The Norway-based Iran Human Rights Organization (IHRNGO) reported that 1,425 people have been executed across Iran over the past two years, coinciding with the second anniversary of Mahsa Amini’s death.
The organization has called for urgent attention from the global community and human rights organizations.
On Monday, September 16, Iran Human Rights released data from the past two years, warning against the Islamic Republic’s use of executions as a political repression tool.
According to the organization’s statistics, 815 people were executed in Iran during the two years before the “Woman, Life, Freedom” protests began.
The human rights group noted that drug-related crimes and security charges were the primary reasons for these executions.
The report also stated that in the last two years, 57 people have been executed on security charges, while 518 executions were carried out as part of Qisas (retribution) rulings.
Mahmood Amiry-Moghaddam, the spokesperson for the organization, said, “Execution is the Islamic Republic’s main tool to instill fear and suppress protests. Drug-related offenders, who are executed without fair trials by the Revolutionary Courts, are low-cost victims of the regime’s killing machine.”
He also urged the international community, particularly the United Nations fact-finding committee, to investigate the Islamic Republic’s use of executions to suppress the “Woman, Life, Freedom” protests.
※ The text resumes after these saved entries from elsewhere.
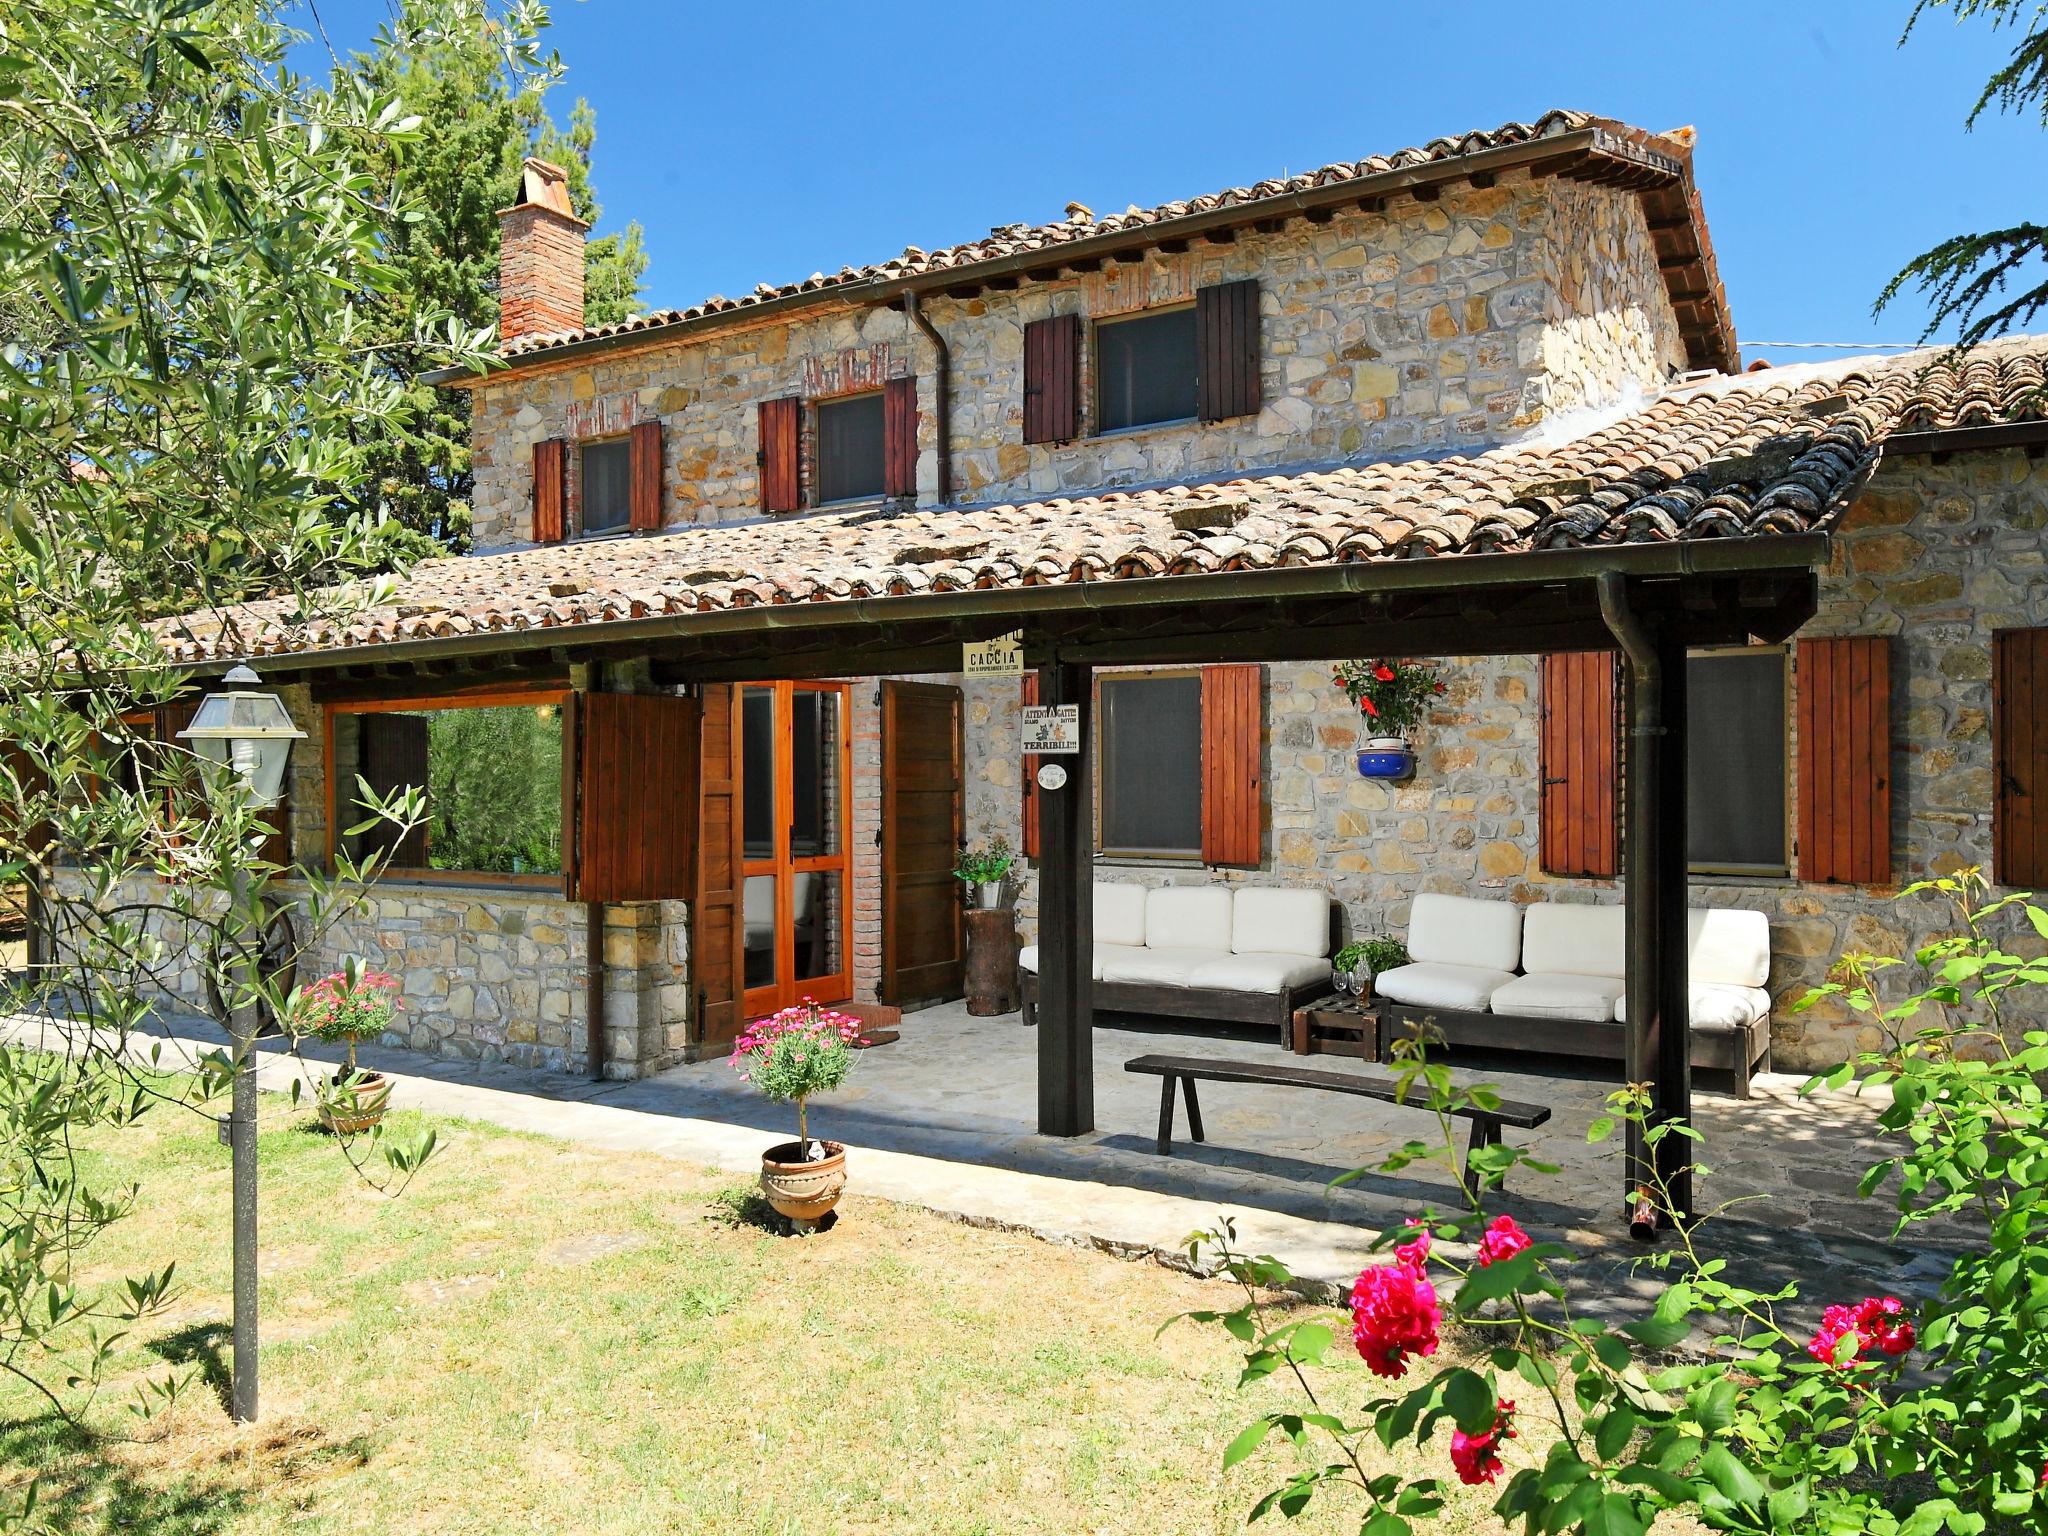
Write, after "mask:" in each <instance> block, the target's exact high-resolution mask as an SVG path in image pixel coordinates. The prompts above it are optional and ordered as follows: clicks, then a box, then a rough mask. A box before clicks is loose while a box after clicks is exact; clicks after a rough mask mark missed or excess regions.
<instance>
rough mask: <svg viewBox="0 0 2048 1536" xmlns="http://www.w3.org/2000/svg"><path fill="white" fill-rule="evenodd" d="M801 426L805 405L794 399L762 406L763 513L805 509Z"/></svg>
mask: <svg viewBox="0 0 2048 1536" xmlns="http://www.w3.org/2000/svg"><path fill="white" fill-rule="evenodd" d="M801 426H803V401H801V399H797V397H795V395H784V397H782V399H764V401H762V403H760V436H762V444H760V467H762V512H795V510H797V508H799V506H803V475H801V471H799V457H801V453H803V449H801V438H803V434H801Z"/></svg>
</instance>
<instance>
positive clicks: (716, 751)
mask: <svg viewBox="0 0 2048 1536" xmlns="http://www.w3.org/2000/svg"><path fill="white" fill-rule="evenodd" d="M700 702H702V717H700V737H698V739H700V750H698V770H696V772H698V786H700V788H698V797H696V895H694V897H692V901H690V971H692V977H694V981H696V997H694V1004H696V1008H694V1028H692V1036H690V1038H692V1040H694V1044H696V1047H719V1044H725V1042H729V1040H733V1038H735V1036H737V1034H739V1028H741V1024H745V1018H743V1014H745V1001H743V993H745V954H743V946H745V926H743V922H741V887H743V885H745V874H743V862H741V850H739V829H741V815H739V688H737V686H735V684H731V682H707V684H705V686H702V692H700Z"/></svg>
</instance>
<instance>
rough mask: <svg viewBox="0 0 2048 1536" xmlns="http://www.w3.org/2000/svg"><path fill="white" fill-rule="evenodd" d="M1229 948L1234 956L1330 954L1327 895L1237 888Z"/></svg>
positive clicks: (1312, 955) (1240, 887) (1315, 891)
mask: <svg viewBox="0 0 2048 1536" xmlns="http://www.w3.org/2000/svg"><path fill="white" fill-rule="evenodd" d="M1231 948H1233V950H1235V952H1237V954H1307V956H1309V958H1321V956H1323V954H1329V893H1325V891H1280V889H1276V887H1270V885H1239V887H1237V893H1235V899H1233V911H1231Z"/></svg>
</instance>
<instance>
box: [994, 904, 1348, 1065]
mask: <svg viewBox="0 0 2048 1536" xmlns="http://www.w3.org/2000/svg"><path fill="white" fill-rule="evenodd" d="M1333 911H1335V909H1333V905H1331V901H1329V893H1327V891H1300V889H1280V887H1262V885H1235V887H1233V885H1163V887H1145V885H1133V883H1126V881H1096V891H1094V920H1096V958H1094V971H1092V975H1094V981H1096V1008H1104V1010H1118V1012H1126V1014H1167V1016H1171V1018H1214V1020H1233V1022H1241V1024H1272V1026H1276V1028H1278V1030H1280V1034H1282V1038H1286V1034H1288V1030H1290V1026H1292V1018H1294V1010H1296V1008H1298V1006H1300V1004H1303V1001H1309V999H1313V997H1323V995H1327V993H1329V991H1331V979H1329V954H1331V948H1333V940H1335V924H1333ZM1018 965H1020V967H1022V971H1024V1022H1026V1024H1036V1020H1038V946H1036V944H1028V946H1024V950H1022V952H1020V954H1018Z"/></svg>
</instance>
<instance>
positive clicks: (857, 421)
mask: <svg viewBox="0 0 2048 1536" xmlns="http://www.w3.org/2000/svg"><path fill="white" fill-rule="evenodd" d="M883 459H885V453H883V397H881V395H879V393H874V395H850V397H846V399H825V401H819V406H817V500H819V502H821V504H831V502H858V500H864V498H868V496H881V494H883V481H885V473H883Z"/></svg>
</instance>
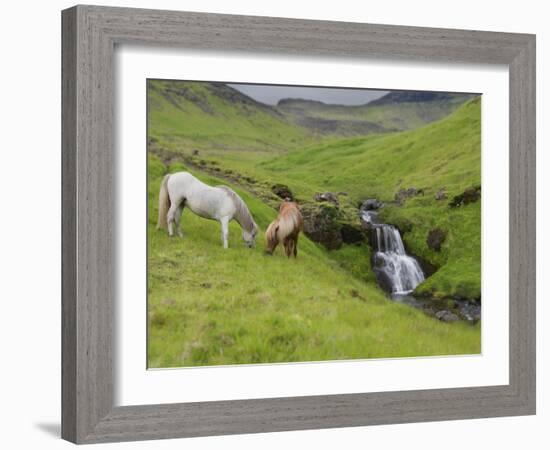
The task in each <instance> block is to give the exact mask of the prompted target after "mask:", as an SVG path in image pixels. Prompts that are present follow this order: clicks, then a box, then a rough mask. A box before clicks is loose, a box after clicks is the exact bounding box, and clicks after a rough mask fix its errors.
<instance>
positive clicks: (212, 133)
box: [147, 80, 313, 152]
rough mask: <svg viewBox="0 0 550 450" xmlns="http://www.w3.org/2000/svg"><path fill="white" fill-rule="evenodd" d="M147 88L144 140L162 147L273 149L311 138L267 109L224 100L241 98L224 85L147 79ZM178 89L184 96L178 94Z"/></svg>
mask: <svg viewBox="0 0 550 450" xmlns="http://www.w3.org/2000/svg"><path fill="white" fill-rule="evenodd" d="M148 87H149V88H148V90H147V95H148V104H149V115H148V127H149V138H150V139H151V138H153V140H155V141H156V142H157V143H158V145H157V146H158V147H162V148H164V149H168V150H171V151H176V152H184V151H188V152H189V151H190V150H194V149H221V150H225V149H234V150H250V149H254V150H256V151H257V150H269V151H273V150H281V149H284V150H287V149H289V148H295V147H297V146H299V145H303V144H305V143H307V142H312V140H313V137H312V136H311V135H310V132H309V131H308V130H306V129H303V128H300V127H297V126H296V125H294V124H291V123H289V122H288V121H287V120H286V119H285V118H284V117H283V116H281V115H278V114H276V112H273V111H271V110H270V109H269V108H268V107H262V106H261V105H258V104H254V103H253V102H250V103H246V102H239V101H235V100H232V101H228V99H227V98H225V97H224V95H231V94H232V95H234V96H235V98H237V100H239V99H242V96H240V94H239V93H238V92H237V91H234V90H231V88H229V87H225V88H220V87H219V86H218V87H216V86H213V85H210V84H208V83H201V82H185V83H183V82H171V81H163V80H150V81H149V85H148ZM182 88H185V90H186V92H187V95H181V94H178V93H177V91H178V90H181V89H182ZM222 89H224V90H222ZM245 100H246V99H245Z"/></svg>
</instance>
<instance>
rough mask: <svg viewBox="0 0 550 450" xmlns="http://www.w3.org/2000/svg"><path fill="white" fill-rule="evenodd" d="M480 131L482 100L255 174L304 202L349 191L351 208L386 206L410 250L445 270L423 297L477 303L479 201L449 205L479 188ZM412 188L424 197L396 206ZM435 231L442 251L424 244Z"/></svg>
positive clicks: (337, 144) (282, 162)
mask: <svg viewBox="0 0 550 450" xmlns="http://www.w3.org/2000/svg"><path fill="white" fill-rule="evenodd" d="M480 124H481V110H480V99H479V98H477V99H474V100H472V101H470V102H468V103H467V104H465V105H464V106H462V107H460V108H459V109H458V110H457V111H456V112H455V113H453V114H452V115H450V116H449V117H447V118H445V119H443V120H440V121H438V122H434V123H431V124H429V125H427V126H425V127H422V128H419V129H416V130H412V131H406V132H400V133H392V134H382V135H371V136H367V137H360V138H349V139H338V140H331V141H327V142H324V143H321V144H317V145H310V146H309V147H306V148H304V149H302V150H296V151H293V152H289V153H288V154H286V155H280V156H277V157H275V158H273V159H272V160H267V161H266V160H264V161H262V162H260V163H259V164H258V166H257V167H256V168H254V173H255V176H256V177H257V178H266V179H272V180H277V182H281V183H285V184H287V185H289V186H290V187H291V189H292V190H293V191H294V192H295V193H296V194H297V196H298V197H299V198H303V199H311V198H312V197H313V195H314V193H315V192H321V191H333V192H339V191H345V192H347V193H348V197H347V199H348V202H349V203H350V204H351V205H352V206H356V204H357V203H358V202H359V201H361V200H362V199H365V198H379V199H380V200H382V201H384V202H386V203H387V206H386V207H385V208H384V209H383V210H382V214H381V217H382V219H383V220H384V221H385V222H387V223H393V224H396V225H397V226H398V227H399V228H400V229H401V230H402V231H403V232H404V233H403V238H404V242H405V244H406V246H407V247H408V249H409V250H410V251H412V252H413V253H415V254H416V255H418V256H421V257H423V258H425V259H426V260H428V261H430V262H431V263H433V264H435V265H436V266H438V267H439V270H438V272H437V273H436V274H435V275H434V276H433V277H431V278H430V279H429V280H427V281H426V282H425V283H423V284H422V285H420V286H419V288H418V290H417V292H418V293H422V294H429V295H434V296H436V297H454V296H458V297H467V298H479V297H480V294H481V276H480V273H481V202H477V203H473V204H470V205H468V206H465V207H460V208H454V209H453V208H450V207H449V205H448V201H449V200H448V199H450V198H452V197H453V196H455V195H458V194H460V193H462V192H463V191H464V190H465V189H466V188H468V187H472V186H479V185H481V142H480V139H481V132H480ZM412 186H414V187H416V188H417V189H423V192H424V194H423V195H421V196H417V197H414V198H411V199H408V200H407V201H406V202H405V203H404V204H403V205H401V206H398V205H395V204H392V201H393V200H394V197H395V194H396V193H397V192H398V191H399V189H402V188H408V187H412ZM440 188H445V190H446V192H447V195H448V199H447V200H445V201H437V200H435V194H436V192H437V191H438V190H439V189H440ZM436 227H437V228H441V229H442V230H444V231H445V232H446V233H447V238H446V240H445V242H444V243H443V246H442V250H441V252H435V251H433V250H431V249H430V248H429V247H428V245H427V242H426V239H427V235H428V233H429V231H430V230H431V229H434V228H436ZM409 230H410V231H409Z"/></svg>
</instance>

While the report did not specify the identities of those executed in the last two years, it noted that during the “Woman, Life, Freedom” protests, at least 551 protesters were killed by security forces, including 68 children and 49 women.
Mahsa Amini, a 21-year-old Iranian Kurdish woman, was arrested by the morality police in Tehran in September 2022 and died in custody, sparking widespread protests across the country.
The alarming rise in executions in Iran highlights the regime’s use of capital punishment as a means of control and political suppression. The international community is being urged to intervene and address the use of executions as a tool for instilling fear and suppressing dissent, particularly in light of the “Woman, Life, Freedom” movement.